Tomó su libreta de notas en la oscuridad, no quiso presionar el interruptor, quería forzar a
su memoria a traer frescas sus características faciales, como si no hubiese pasado un
solo día desde que se fue. Algunos de esos apuntes eran rápidos, para agilizar su
muñeca, otros, eran detenidos y detallados; si bien, confusos a falta de luz. Escrutó el
librillo, como era su costumbre y descubrió un sobre blanco, en él contenía una carta de
Lucha, donde expresaba sus deseos enardecidos de volver a la vida que llevaban y que
tarde que temprano, regresaría. Sólo había un problema con la carta, estaba escrita días
antes de que se fuera ¿Lo tenía todo planeado? Las palabras en su escrito eran dulces
¿Cómo pudo ella haber sido tan cruel? Estrujó la hoja sobre su pecho y sollozó.

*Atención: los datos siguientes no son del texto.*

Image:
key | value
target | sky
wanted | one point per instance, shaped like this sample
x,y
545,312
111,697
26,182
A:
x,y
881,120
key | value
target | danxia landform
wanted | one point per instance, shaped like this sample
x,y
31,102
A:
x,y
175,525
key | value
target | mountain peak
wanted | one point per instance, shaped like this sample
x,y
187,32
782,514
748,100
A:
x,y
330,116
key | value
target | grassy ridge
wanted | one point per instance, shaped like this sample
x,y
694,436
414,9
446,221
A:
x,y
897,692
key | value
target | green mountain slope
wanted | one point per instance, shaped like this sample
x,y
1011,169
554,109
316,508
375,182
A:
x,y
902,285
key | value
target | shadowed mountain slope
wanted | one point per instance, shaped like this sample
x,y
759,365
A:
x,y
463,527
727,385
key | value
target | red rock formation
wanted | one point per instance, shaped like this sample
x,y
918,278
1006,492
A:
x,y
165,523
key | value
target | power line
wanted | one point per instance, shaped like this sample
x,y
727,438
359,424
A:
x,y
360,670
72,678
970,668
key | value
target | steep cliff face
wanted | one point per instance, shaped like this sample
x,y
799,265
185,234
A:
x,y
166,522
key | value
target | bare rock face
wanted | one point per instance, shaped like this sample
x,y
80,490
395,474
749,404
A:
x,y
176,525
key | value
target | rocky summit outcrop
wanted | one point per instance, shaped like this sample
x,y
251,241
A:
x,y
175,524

Bajó las escaleras porque sintió un ligero temblor, vio como una opción el salirse de su
casa para estar a salvo, si se derrumbaba la estructura no le caería nada encima; Hugo
iba detrás suyo. La maleza del patio estaba más irregular de lo normal y desprendía un
olor hediondo. Mosquitos empezaron a llegar, atraídos por la tenue iluminación, no pasó
mucho tiempo para que su pululación afectara la tranquilidad de los dos inquilinos;
Raymundo no se explicaba porque los zumbidos le causaban muchos escalofríos, estaba
prácticamente sordo. Cuando iban de vuelta a refugiarse hubo una réplica de la sacudida,
sólo para empeorar el ambiente, acaeció una fisura y en su interior parecía moverse parte
de la espesa vegetación. Hugo tropezó y cayó, por fortuna pudo sostenerse con una de
las raíces de la mala hiedra.
Raymundo jalaba con todas sus fuerzas, pero parecía ser que un vigor sobrenatural tiraba
de los pies de Hugo, no quería que se lo llevara.

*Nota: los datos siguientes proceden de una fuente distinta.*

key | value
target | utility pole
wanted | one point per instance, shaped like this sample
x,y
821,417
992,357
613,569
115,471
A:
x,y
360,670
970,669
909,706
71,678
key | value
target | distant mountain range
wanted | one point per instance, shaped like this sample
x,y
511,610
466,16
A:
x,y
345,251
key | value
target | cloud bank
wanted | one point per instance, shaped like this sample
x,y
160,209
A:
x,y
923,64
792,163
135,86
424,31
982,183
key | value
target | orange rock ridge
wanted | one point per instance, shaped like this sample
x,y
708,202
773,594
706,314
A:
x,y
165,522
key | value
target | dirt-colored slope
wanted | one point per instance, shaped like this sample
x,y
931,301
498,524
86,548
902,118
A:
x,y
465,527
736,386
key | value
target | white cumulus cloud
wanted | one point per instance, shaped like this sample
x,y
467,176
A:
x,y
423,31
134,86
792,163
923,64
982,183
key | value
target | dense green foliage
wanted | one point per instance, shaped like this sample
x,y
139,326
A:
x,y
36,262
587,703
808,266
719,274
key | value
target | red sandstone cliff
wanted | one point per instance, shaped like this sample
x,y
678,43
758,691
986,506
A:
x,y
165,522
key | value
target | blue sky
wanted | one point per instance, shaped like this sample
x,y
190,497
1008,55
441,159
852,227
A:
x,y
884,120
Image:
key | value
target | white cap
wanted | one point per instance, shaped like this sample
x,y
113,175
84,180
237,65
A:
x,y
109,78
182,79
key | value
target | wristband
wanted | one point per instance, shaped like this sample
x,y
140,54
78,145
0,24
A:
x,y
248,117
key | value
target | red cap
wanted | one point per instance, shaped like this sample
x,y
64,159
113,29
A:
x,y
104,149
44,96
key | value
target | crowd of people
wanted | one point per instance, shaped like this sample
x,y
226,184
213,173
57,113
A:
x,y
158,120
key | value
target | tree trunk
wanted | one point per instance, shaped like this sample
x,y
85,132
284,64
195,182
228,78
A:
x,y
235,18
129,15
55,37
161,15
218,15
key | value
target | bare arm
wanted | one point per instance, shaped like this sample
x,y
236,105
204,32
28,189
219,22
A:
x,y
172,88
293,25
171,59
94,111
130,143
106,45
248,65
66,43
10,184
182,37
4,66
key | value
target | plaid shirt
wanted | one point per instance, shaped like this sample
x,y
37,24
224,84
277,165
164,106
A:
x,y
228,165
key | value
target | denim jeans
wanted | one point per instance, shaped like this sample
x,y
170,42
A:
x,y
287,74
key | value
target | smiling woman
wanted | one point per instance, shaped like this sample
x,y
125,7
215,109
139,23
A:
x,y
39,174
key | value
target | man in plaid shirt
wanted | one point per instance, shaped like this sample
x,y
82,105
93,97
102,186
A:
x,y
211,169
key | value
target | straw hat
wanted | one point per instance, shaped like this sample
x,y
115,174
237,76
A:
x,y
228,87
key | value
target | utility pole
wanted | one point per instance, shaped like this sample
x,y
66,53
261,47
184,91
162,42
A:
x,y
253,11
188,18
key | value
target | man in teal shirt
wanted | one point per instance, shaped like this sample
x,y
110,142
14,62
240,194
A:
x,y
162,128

De pronto, al verlo tan expuesto, tan vulnerable, reconoció su imitación, lo asqueó.
- Nos volveremos a ver – Dijo Raymundo con una mueca maliciosa y soltó su mano.
Subió a su coche, arrancó torpemente al ajustar las llaves, no había manejado desde
hacía tiempo. Tenía su sobre blanco al lado. Dejó una nube de humo a sus espaldas
mientras algunos vecinos salían de sus casas, interrumpidos por el ruido.